Look, AI Healthbros, I'll tell you quite clearly what I want from your statistical pattern analyzers, and you don't even have to pay me for the idea (though I wouldn't say no to a home or Enterprise IT gig at your startup):
I want an AI/ML tool to not merely analyze my medical info (ON DEVICE, no cloud sharing kthx), but also extrapolate patterns involving weather, location, screen time, and other "non-health" data.
Do I record taking tylenol when the barometric pressure drops? Start alerting me ahead of time so I can try to avoid a headache.
Does my screen time correlate to immediately decreased sleep scores? Send me a push notification or webhook I can act upon/script off of, like locking me out of my device for the night or dimming my lights.
Am I recording higher-intensity workouts in colder temperatures or inclement weather? Start tracking those metrics and maybe keep better track of balance readings during those events for improved mobility issue detection.
Got an app where I track cannabis use or alcohol consumption? Tie that to my mental health journal or biological readings to identify red flags or concerns about misuse.
Stop trying to replace people like my medical care team, and instead equip them with better insights and datasets they can more quickly act upon. "Subject has been reporting more negative moods in his mental health journal, an uptick in alcohol consumption above his baseline, and inconsistent cannabis use compared to prior patterns" equips the care team with a quick, verifiable blurb from larger datasets that can accelerate care and improve patient outcomes - without the hallucinations of generative AI.
I can't wait until it starts recommending signing me up for an OpenAI personalized multi-vitamin® supscription
Apple watch told me, based on vo2 max, that i'm almost dead, all the time. I went to the doctor, did a real test and it was complete nonsense. I had the watch replaced 3 times but same results, so I returned it and will not try again. Scaring people with stuff you cannot actually shut off (at least you couldn't before) is not great.
Original article can be read at https://www.washingtonpost.com/technology/2026/01/26/chatgpt....
Paywall-free version at https://archive.ph/k4Rxt
Typical Western coverage: “How dare they call me unhealthy.” In reality, the doctor said it needs further investigation and that some data isn’t great. They didn’t say “unhealthy”; they said “needs more investigation.” What’s wrong with that? Is the real issue just a bruised Western ego?
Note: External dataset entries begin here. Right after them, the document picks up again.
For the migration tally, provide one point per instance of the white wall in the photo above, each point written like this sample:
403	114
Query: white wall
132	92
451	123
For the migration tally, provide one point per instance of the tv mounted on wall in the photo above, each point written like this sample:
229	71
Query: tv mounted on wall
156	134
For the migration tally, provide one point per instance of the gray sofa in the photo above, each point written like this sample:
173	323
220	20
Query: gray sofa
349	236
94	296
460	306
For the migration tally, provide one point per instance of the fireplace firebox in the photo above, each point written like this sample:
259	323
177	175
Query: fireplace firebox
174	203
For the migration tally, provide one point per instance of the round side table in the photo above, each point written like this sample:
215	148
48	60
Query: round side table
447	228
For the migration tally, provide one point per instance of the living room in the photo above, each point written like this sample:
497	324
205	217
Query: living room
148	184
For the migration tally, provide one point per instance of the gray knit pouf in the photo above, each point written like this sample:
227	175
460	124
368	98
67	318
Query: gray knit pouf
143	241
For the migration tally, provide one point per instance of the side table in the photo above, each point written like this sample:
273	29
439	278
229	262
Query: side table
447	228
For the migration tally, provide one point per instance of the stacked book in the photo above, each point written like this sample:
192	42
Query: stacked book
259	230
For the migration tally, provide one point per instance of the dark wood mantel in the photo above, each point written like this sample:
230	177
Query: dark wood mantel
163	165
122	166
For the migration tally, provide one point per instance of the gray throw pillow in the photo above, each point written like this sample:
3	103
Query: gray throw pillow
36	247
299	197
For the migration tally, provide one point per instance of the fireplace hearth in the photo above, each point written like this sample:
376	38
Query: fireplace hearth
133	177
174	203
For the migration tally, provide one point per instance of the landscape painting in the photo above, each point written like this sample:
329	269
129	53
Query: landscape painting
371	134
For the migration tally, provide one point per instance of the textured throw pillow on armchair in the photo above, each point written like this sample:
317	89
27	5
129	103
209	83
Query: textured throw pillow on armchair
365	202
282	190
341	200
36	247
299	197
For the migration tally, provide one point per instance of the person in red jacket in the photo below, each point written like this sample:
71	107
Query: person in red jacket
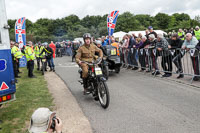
53	46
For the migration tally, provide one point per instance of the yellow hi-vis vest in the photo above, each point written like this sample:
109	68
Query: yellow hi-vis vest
16	52
30	54
197	34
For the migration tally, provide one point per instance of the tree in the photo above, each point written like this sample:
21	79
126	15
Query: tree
127	22
163	20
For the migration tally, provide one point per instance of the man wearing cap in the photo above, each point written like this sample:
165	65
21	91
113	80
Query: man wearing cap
43	120
75	46
30	56
162	47
152	31
87	53
176	43
197	33
189	45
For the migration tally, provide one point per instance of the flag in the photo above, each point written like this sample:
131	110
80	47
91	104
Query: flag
20	32
111	22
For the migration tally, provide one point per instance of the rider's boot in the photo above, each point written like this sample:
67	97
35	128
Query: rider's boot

Health metrics are absolutely tarnished by a lack of proper context. Unsurprisingly, it turns out that you can't reliably take a concept as broad as health and reduce it to a number. We see the same arguments over and over with body fat percentages, vo2 max estimates, BMI, lactate thresholds, resting heart rate, HRV, and more. These are all useful metrics, but it's important to consider them in the proper context that each of them deserve.
This article gave an LLM a bunch of health metrics and then asked it to reduce it to a single score, didn't tell us any of the actual metric values, and then compared that to a doctor's opinion. Why anyone would expect these to align is beyond my understanding.
The most obvious thing that jumps out to me is that I've noticed doctors generally, for better or worse, consider "health" much differently than the fitness community does. It's different toolsets and different goals. If this person's VO2 max estimate was under 30, that's objectively a poor VO2 max by most standards, and an LLM trained on the internet's entire repository of fitness discussion is likely going to give this person a bad score in terms of cardio fitness. But a doctor who sees a person come in who isn't complaining about anything in particular, moves around fine, doesn't have risk factors like age or family history, and has good metrics on a blood test is probably going to say they're in fine cardio health regardless of what their wearable says.
I'd go so far to say this is probably the case for most people. Your average person is in really poor fitness-shape but just fine health-shape.